# The Tesla Conspiracy



## FogNoggin (Mar 19, 2019)

This is a must-watch, IMO. They talk about a recent article by Jack Rickard. It's a fascinating discussion of just how firmly Tesla rules the EV world and the multi-billion dollar forces at work to stop them. Watch and pass it on. It makes me want to hold free symposiums in parking lots to enlighten the misinformed and fight the FUD.


----------



## garsh (Apr 4, 2016)

We should also include a link to Jack's article.

The Tesla Conspiracy… or Am I a Dead Whistleblower?


----------



## Love (Sep 13, 2017)

Great read @Jack Rickard !!! Love it!


----------



## thredge (Mar 24, 2017)

Lovesword said:


> Great read @Jack Rickard !!! Love it!


Wait?! WTF? He is on the board?!!!!! Ooh, fangirling a little bit.


----------



## $ Trillion Musk (Nov 5, 2016)

EVs are the enemy (oil industry's brainwashing campaign)


----------



## Dr. J (Sep 1, 2017)

thredge said:


> Wait?! WTF? He is on the board?!!!!!


See the Off-topic conversations thread for the rest of the story.


----------



## thredge (Mar 24, 2017)

Dr. J said:


> See the Off-topic conversations thread for the rest of the story.


Aww, that's too bad. I get what he is saying, and I've had some of my stuff edited or moved or deleted too, and it is frustrating. But I'm aware, I don't always remember all the forum rules... exactly as they should be adhered to.

Here is where I'm going to go off on @Jack Rickard though. Dude! That doesn't mean you give up & take your ball home! It means you keep trying, and do that within the parameters set. Have you been to the unmoderated crap boards?

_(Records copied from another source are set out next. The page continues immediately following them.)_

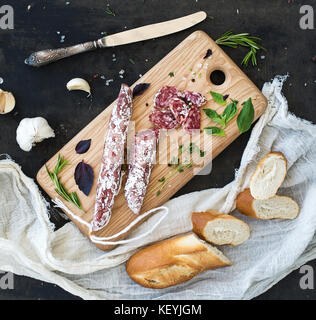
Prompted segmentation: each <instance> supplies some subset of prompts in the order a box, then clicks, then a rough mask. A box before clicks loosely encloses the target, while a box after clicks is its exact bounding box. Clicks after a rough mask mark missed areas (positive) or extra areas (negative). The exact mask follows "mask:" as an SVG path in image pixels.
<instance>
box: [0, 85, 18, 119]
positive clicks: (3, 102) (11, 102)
mask: <svg viewBox="0 0 316 320" xmlns="http://www.w3.org/2000/svg"><path fill="white" fill-rule="evenodd" d="M14 107H15V98H14V96H13V94H12V93H11V92H7V91H3V90H1V89H0V113H1V114H6V113H9V112H11V111H12V110H13V109H14Z"/></svg>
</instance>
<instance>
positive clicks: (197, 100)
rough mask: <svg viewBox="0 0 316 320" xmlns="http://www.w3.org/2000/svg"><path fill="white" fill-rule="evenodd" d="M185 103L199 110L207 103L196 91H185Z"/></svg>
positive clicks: (205, 99) (205, 98) (203, 96)
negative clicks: (204, 104)
mask: <svg viewBox="0 0 316 320" xmlns="http://www.w3.org/2000/svg"><path fill="white" fill-rule="evenodd" d="M181 98H183V100H184V101H186V102H187V104H189V105H193V106H195V107H197V108H199V107H201V106H203V105H204V104H205V103H206V98H205V97H204V96H203V95H202V94H200V93H199V92H194V91H183V92H182V96H181Z"/></svg>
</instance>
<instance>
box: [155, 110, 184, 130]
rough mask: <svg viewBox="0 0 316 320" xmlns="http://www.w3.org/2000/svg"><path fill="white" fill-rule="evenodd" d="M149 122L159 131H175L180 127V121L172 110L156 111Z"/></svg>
mask: <svg viewBox="0 0 316 320" xmlns="http://www.w3.org/2000/svg"><path fill="white" fill-rule="evenodd" d="M149 120H150V121H151V122H152V123H153V124H154V125H155V126H157V127H158V128H159V129H168V130H169V129H174V128H178V127H179V125H180V124H179V123H178V121H177V120H176V119H175V117H174V115H173V114H172V112H171V111H170V110H154V111H153V112H152V114H151V115H150V116H149Z"/></svg>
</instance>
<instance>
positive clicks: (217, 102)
mask: <svg viewBox="0 0 316 320" xmlns="http://www.w3.org/2000/svg"><path fill="white" fill-rule="evenodd" d="M210 94H211V95H212V98H213V100H214V101H215V102H216V103H218V104H220V105H222V106H224V105H225V104H226V101H225V99H224V96H223V95H222V94H220V93H217V92H214V91H211V92H210Z"/></svg>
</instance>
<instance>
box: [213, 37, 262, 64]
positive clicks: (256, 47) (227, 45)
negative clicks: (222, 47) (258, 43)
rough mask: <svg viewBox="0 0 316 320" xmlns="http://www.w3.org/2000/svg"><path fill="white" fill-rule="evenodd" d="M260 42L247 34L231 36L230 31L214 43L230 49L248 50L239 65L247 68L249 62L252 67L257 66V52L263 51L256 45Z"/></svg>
mask: <svg viewBox="0 0 316 320" xmlns="http://www.w3.org/2000/svg"><path fill="white" fill-rule="evenodd" d="M258 41H261V39H260V38H258V37H253V36H250V35H249V33H239V34H233V33H232V32H231V31H228V32H226V33H224V34H223V35H222V36H221V37H220V38H218V39H217V40H216V41H215V42H216V43H217V44H219V45H222V46H228V47H231V48H238V47H239V46H242V47H246V48H249V49H250V51H249V52H248V53H247V54H246V56H245V57H244V59H243V60H242V62H241V64H242V65H245V66H247V65H248V63H249V61H250V60H251V63H252V65H253V66H256V65H257V51H258V50H265V51H266V49H265V48H264V47H262V46H261V45H259V44H258Z"/></svg>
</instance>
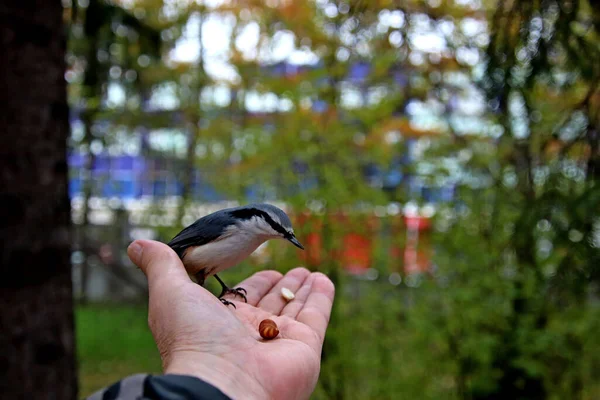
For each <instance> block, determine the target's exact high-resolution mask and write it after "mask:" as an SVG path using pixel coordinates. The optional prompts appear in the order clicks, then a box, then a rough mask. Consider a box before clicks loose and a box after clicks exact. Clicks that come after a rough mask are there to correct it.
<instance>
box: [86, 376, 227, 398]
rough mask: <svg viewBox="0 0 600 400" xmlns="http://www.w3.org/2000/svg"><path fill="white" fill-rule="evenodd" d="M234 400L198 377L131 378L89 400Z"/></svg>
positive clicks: (101, 389) (129, 376)
mask: <svg viewBox="0 0 600 400" xmlns="http://www.w3.org/2000/svg"><path fill="white" fill-rule="evenodd" d="M209 399H210V400H231V399H230V398H229V397H228V396H226V395H225V394H224V393H223V392H221V391H220V390H219V389H217V388H216V387H214V386H212V385H211V384H209V383H206V382H204V381H202V380H200V379H198V378H196V377H193V376H186V375H156V376H154V375H149V374H136V375H131V376H128V377H126V378H124V379H122V380H120V381H118V382H115V383H114V384H112V385H111V386H108V387H105V388H103V389H100V390H99V391H97V392H96V393H94V394H93V395H91V396H90V397H88V398H87V400H209Z"/></svg>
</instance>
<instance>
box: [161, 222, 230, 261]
mask: <svg viewBox="0 0 600 400" xmlns="http://www.w3.org/2000/svg"><path fill="white" fill-rule="evenodd" d="M226 227H227V225H225V224H224V223H222V222H220V218H219V217H218V216H215V215H214V214H210V215H206V216H204V217H202V218H200V219H199V220H197V221H196V222H194V223H193V224H192V225H190V226H188V227H187V228H185V229H184V230H182V231H181V232H179V233H178V234H177V235H176V236H175V237H174V238H173V239H171V241H170V242H169V243H167V245H168V246H170V247H171V248H172V249H173V250H175V252H176V253H177V255H178V256H179V257H180V258H181V257H183V253H184V252H185V250H186V249H187V248H188V247H190V246H201V245H203V244H206V243H210V242H213V241H215V240H216V239H218V238H219V236H221V234H222V233H223V231H224V230H225V228H226Z"/></svg>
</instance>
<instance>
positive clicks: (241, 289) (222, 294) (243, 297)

Although there has to be a better way to combine threads so they actually make some sense. Interlacing them makes them a huge crowded incoherent mess.

Anyway, sincerely one of the ones still trying.


----------



## Love (Sep 13, 2017)

What did I miss here...? Confused.


----------



## Dr. J (Sep 1, 2017)

Lovesword said:


> What did I miss here...? Confused.


https://teslaownersonline.com/threads/relocated-off-topic-conversations.1785/post-244804


----------



## Love (Sep 13, 2017)

Dr. J said:


> https://teslaownersonline.com/threads/relocated-off-topic-conversations.1785/post-244804


Ah... thanks. I'd missed that and I LIVE in the off topic section.


----------



## JWardell (May 9, 2016)

Dr. J said:


> https://teslaownersonline.com/threads/relocated-off-topic-conversations.1785/post-244804


I'm very sad I completely missed that as well. Thank you for pointing it out. I posted my thoughts in the off topic thread. Jack is a highly valued member of the community because he is highly opinionated, and I know strong opinions can often run askew in forums. Hopefully we can continue to encourage meaningful conversation from thoughtful people here.


----------



## Dr. J (Sep 1, 2017)

JWardell said:


> he is highly opinionated,


He does have a way of yelling, "Get off my lawn!" that makes you believe him.


----------